TV-Tipp: »Der Fall Barschel«

© ARD

am 6.2. um 20:15 Uhr, ARD

Den jungen Journalisten David Burger (Alexander Fehling, »Im Labyrinth des Schweigens«) und Olaf Nissen (Franken-»Tatort«-Kommissar Fabian Hinrichs) ist ein Scoop gelungen. Im Jahr 1987 decken sie auf, dass der schleswig-holsteinische Ministerpräsident Uwe Barschel (authentisch stammelnd: Matthias Matschke) eine Verleumdungskampagne gegen seinen politischen Kontrahenten Björn Engholm inszeniert hat. Barschel tritt zurück und wird wenige Tage später tot in der Badewanne eines Hotelzimmers in Genf gefunden. 

War es ein »klassischer Bilanzselbstmord«, wie Nissen vermutet? Oder steckt ein »Staatskomplott« dahinter – so Burgers Theorie? Zum Unmut seiner Kollegen stürzt sich Burger in eine aufreibende Recherche. Immer tiefer versinkt er in Intrigen, Verschwörungstheorien und ominösen Hinweisen.

Regisseur Kilian Riedhof imitiert die Optik von Fernsehbildern der späten 80er. Körnige Bilder und waberndes Licht erzeugen den Eindruck, als wäre die Kamera mit einer Patina aus Alt-BRD-Staub überzogen. Die detailliert nachgestellten Pressekonferenzen mit Barschel fügen sich so nahtlos in die fiktiven Szenen ein. Allerdings verzichtet Riedhof weder optisch noch inhaltlich auf Klischees wie Zooms auf vergilbte Unterlagen, lange Gespräche an Uferpromenaden, Treffen in verrauchten Hinterzimmern oder eine mysteriöse Femme fatale (Antje Traue), die ein doppeltes Spiel zu spielen scheint. Geschickt inszeniert er Zeitsprünge. Je weiter die Jahre fortschreiten, desto klarer wird das Bild. Aus Schreibmaschinen werden Röhrenmonitore, aus Ultraschallbildern Kinder, aus zwei deutschen Staaten einer.

Der ARD-Zweiteiler arbeitet sich an großen Vorbildern ab.
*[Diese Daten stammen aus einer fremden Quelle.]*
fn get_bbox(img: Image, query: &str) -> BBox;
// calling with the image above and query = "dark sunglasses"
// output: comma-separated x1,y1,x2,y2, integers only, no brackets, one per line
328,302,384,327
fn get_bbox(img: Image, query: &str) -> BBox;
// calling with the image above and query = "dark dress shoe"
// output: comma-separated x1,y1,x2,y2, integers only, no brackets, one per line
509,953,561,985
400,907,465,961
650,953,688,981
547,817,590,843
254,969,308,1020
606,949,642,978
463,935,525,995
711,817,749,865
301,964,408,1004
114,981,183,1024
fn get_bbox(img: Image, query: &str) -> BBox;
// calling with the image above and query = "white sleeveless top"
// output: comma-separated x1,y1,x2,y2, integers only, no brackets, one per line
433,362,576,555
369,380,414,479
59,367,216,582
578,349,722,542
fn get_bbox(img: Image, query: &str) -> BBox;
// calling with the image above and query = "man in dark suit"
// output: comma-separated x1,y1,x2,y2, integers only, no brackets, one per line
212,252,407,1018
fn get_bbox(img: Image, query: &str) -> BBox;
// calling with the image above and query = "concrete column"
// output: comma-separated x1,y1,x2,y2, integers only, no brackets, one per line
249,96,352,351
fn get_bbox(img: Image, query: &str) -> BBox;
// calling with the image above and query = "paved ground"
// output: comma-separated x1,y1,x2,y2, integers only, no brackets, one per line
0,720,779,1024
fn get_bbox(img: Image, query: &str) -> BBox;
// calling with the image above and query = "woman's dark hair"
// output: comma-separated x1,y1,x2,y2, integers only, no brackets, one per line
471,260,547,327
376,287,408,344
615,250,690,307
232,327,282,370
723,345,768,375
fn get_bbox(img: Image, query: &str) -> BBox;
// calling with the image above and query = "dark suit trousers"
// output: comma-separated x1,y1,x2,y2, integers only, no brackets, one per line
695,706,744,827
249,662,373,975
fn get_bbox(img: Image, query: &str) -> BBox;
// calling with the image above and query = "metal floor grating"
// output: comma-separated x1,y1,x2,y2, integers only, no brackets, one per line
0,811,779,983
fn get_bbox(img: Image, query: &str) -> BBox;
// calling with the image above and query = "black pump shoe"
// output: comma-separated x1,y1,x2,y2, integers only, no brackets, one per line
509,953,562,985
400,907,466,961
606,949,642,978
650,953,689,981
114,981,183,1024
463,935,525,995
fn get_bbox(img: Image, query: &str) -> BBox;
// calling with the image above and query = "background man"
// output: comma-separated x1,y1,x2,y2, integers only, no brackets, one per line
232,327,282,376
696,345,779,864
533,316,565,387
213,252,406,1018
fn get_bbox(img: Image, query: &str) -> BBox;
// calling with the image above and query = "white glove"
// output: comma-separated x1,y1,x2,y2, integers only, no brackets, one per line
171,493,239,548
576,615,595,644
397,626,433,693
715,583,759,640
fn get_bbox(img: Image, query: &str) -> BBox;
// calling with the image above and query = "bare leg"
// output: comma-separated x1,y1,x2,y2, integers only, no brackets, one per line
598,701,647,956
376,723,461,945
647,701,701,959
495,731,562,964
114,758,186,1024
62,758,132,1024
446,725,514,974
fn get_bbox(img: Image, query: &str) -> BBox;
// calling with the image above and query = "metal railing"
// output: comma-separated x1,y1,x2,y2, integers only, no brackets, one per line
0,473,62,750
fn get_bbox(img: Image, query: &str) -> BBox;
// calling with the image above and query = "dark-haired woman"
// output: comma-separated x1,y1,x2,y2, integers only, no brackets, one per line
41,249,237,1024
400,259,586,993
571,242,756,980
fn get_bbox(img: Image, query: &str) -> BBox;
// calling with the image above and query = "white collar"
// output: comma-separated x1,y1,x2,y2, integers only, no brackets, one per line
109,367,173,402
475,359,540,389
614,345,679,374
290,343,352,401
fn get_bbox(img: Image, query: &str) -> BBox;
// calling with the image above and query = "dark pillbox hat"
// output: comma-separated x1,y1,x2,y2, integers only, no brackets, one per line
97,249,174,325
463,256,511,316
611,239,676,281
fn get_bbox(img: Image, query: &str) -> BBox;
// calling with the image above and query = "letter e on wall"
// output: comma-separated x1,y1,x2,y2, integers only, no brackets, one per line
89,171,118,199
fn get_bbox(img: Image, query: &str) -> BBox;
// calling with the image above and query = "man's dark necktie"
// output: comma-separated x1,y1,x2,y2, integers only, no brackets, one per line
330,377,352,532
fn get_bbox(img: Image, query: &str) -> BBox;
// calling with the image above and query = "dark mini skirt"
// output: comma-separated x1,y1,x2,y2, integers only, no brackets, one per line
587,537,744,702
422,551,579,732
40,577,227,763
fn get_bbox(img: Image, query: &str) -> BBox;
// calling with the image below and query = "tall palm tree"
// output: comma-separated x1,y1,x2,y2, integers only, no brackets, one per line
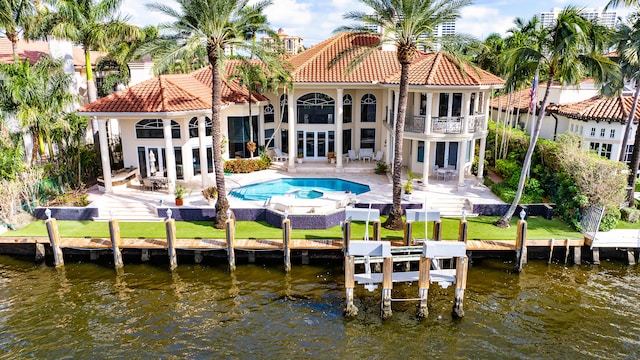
44,0,139,150
0,0,38,57
147,0,278,229
229,60,267,157
337,0,471,229
496,6,618,227
0,57,74,163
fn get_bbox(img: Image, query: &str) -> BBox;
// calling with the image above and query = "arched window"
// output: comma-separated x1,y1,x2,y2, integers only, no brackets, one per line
297,93,335,124
280,94,289,123
264,104,275,123
360,94,376,122
342,94,353,123
189,116,213,138
136,119,180,139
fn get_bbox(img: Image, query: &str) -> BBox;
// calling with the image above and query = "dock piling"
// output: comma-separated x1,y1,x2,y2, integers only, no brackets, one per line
381,257,393,320
165,219,178,270
226,216,236,271
46,218,64,267
416,257,431,318
453,256,469,318
109,219,124,269
282,218,291,272
344,256,358,317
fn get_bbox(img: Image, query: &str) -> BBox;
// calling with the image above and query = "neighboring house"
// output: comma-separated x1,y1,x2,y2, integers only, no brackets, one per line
80,34,504,191
549,96,640,164
491,80,640,164
491,78,598,140
261,28,304,55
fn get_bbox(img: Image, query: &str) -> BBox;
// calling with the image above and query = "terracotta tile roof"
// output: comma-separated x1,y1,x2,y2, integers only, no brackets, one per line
78,63,267,113
289,33,504,86
0,38,106,67
491,87,540,111
554,96,640,124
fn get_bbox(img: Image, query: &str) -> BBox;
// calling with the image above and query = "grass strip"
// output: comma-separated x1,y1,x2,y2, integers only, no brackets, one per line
2,216,583,240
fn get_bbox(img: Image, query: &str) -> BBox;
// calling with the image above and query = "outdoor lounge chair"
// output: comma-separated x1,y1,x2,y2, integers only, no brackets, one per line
273,148,289,161
373,150,384,162
347,150,359,161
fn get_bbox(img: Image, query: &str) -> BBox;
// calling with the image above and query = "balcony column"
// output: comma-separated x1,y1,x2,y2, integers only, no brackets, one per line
97,119,112,193
482,91,491,130
422,140,432,186
162,118,176,193
424,92,433,136
462,92,471,134
334,88,344,172
287,89,296,171
198,115,213,187
456,140,467,187
477,136,487,184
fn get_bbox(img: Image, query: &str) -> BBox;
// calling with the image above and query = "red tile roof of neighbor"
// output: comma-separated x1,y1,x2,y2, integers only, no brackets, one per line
551,96,640,124
0,38,106,67
79,34,504,113
79,62,267,113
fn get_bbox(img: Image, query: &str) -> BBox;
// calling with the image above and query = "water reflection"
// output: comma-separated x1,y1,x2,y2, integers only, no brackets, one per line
0,257,640,359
Der erste Teil erinnert in seiner Buddy-Journalisten-Manier an den Watergate-Film »Die Unbestechlichen«, Teil zwei orientiert sich eher an David Finchers »Zodiac« und Oliver Stones Verschwörungsfilm »JFK«. Mit Schauspielern wie Paula Kalenberg als eifriger Nachwuchsjournalistin, Edgar Selge als wankelmütigem Chefredakteur oder Rolf Lassgård als undurchsichtigem Hinweisgeber ist nahezu jede Nebenrolle prominent besetzt.
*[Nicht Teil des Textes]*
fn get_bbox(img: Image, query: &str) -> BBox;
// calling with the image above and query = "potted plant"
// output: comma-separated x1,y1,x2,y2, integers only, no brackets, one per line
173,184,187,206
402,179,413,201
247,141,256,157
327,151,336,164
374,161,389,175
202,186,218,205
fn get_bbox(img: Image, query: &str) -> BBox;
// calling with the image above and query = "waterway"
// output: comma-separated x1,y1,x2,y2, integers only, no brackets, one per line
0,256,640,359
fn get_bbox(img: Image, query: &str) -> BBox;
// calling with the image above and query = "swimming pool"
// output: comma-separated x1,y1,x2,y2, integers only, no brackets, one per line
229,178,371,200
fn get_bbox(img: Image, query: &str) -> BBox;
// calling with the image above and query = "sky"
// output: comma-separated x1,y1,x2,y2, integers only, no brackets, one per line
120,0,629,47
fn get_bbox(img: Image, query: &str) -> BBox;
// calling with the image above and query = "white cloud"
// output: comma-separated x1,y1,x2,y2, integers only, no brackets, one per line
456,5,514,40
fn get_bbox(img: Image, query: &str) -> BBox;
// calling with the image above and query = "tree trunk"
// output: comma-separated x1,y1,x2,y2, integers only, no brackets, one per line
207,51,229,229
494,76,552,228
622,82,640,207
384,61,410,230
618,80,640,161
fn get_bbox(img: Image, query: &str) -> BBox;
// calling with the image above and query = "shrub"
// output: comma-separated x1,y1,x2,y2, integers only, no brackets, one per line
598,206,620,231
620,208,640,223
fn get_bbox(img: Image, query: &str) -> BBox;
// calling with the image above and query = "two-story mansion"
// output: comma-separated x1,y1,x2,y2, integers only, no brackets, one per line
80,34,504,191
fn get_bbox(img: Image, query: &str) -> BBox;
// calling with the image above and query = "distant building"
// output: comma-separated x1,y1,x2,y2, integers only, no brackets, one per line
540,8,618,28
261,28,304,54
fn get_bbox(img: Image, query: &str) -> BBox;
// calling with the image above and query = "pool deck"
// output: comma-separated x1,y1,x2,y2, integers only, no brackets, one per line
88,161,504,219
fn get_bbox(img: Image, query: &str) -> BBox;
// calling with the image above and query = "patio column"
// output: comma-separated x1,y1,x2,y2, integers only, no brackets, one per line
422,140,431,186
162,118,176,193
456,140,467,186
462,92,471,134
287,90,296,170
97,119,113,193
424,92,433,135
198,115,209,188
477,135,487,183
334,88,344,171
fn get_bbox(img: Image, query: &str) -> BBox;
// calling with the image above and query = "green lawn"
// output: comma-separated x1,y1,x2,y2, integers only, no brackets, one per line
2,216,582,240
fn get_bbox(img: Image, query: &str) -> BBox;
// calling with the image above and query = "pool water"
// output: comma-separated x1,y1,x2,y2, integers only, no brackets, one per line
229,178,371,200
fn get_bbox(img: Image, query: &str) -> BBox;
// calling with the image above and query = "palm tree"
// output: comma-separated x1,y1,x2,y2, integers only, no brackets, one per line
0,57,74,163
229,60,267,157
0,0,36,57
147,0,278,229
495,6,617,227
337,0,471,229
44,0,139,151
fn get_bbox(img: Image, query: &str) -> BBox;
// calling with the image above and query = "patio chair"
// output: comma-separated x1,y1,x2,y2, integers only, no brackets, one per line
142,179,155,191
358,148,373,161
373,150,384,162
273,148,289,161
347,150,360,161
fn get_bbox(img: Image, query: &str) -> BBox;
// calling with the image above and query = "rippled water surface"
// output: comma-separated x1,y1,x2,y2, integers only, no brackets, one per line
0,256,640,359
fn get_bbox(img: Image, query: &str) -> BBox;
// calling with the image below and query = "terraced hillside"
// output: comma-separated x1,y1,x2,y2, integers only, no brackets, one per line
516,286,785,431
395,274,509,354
Burgers Obsession, den Fall Barschel aufzuklären, führt zur Vernachlässigung seiner Familie, Tablettensucht und paranoiden Anfällen. Es wird immer unklarer, ob er einem ungeheuerlichen Skandal auf der Spur ist oder langsam den Verstand verliert. Stetig zerfasert die Geschichte in neue Stränge, überraschende Wendungen, exotischere Schauplätze und undurchschaubareres Personal. Lediglich das Ende gestaltet Riedhof recht eindeutig. Mutiger wäre gewesen, die wirre Struktur der komplexen Geschichte in Analogie zur Unergründlichkeit des wahren Falls konsequent fortzuführen.